Hi,
I cannot achieve kernel concurrency with the code below (don’t mind if the code actually does not do anything smart - this is just a test). I have compiled with the --default-stream per-thread option, which basically sets a default stream for each host thread - feature available in CUDA 7. I have confirmed in Visual Profiler that indeed a CUDA stream is created for each host thread, but still cannot get kernels running concurrently - they seem to be serialized. I am using 16 host threads.
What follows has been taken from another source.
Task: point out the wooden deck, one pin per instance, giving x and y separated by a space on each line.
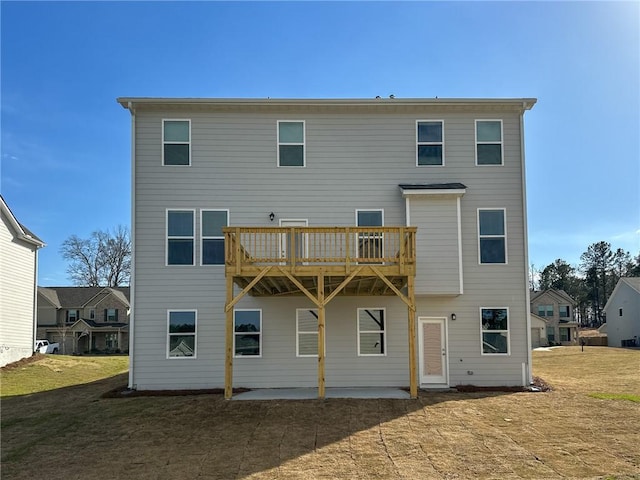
357 254
320 263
Can anyone see the problem?
global void matoperation(unsigned char *s1, unsigned char *s2, unsigned char *d, int rows, int cols, int pitch)
{
int r = blockIdx.x * blockDim.x + threadIdx.x;
int c = blockIdx.y * blockDim.y + threadIdx.y;
for (int i = 1; i < 100000; i++)
if ((r < rows) && (c < cols))
d[r * pitch + c] = (((s1[r * pitch + c] / 3 + s2[r * pitch + c] / 3) / 7 + s2[r * pitch + c]
- s1[r * pitch + c]) * s1[r * pitch + c]) / s2[r * pitch + c];
}
void DummyOperation(unsigned char *Src1, unsigned char *Src2, unsigned char *Dst, int rows, int cols, int pitch)
{
matoperation<<<1, 1>>>(Src1, Src2, Dst, rows, cols, pitch);
cudaStreamSynchronize(0);
}
// Thread function (implemented using boost library)
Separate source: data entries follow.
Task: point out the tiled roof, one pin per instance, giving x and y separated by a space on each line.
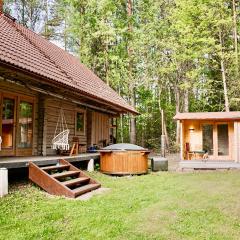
207 116
31 52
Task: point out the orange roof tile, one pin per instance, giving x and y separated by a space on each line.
207 116
29 51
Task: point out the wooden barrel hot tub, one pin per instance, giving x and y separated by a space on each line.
123 159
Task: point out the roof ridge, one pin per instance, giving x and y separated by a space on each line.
43 52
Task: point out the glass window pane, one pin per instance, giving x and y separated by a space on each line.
222 139
7 122
207 131
80 122
25 125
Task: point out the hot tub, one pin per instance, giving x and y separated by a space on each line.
123 159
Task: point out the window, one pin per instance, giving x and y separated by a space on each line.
8 122
80 122
25 124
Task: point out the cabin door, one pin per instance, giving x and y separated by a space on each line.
7 124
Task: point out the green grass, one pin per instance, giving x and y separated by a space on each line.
197 205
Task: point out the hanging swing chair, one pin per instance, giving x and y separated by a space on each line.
60 140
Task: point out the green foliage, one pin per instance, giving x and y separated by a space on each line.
153 206
168 54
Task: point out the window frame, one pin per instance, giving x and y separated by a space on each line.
77 132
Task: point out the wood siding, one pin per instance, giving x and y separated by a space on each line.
18 90
46 112
52 108
98 128
194 138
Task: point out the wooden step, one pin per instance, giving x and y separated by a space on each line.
65 174
86 188
55 167
75 181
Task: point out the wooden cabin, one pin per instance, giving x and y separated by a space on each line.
37 80
210 136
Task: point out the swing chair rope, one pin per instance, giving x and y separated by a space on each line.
60 140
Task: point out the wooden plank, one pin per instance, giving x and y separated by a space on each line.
65 174
48 183
75 181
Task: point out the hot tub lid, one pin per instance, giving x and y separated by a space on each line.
124 147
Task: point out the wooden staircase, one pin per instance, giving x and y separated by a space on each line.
62 179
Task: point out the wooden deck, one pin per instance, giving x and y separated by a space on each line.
21 162
201 164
void Process(int ThreadID)
{
…
// Here set rows, cols and pitch
// Here allocate memory for Src1GPU, Src2GPU, DstGPU at the device using cudaMallocPitch
// to make sure that memory at the device is allocated only once when this thread starts
…
try
{
while(1)
{
boost::this_thread::interruption_point();
…
// Here fetch new matrix from somewhere in the RAM
// copy matrix to the device (NOT using async copy)
…
DummyOperation(Src1GPU, Src2GPU, DstGPU, rows, cols, pitch);
…
// here copy result from device into host matrix (NOT using async copy)
//do something with this copy…
}
} catch (boost::thread_interrupted&)
{
printf(“Process thread interrupted\n”);
}
}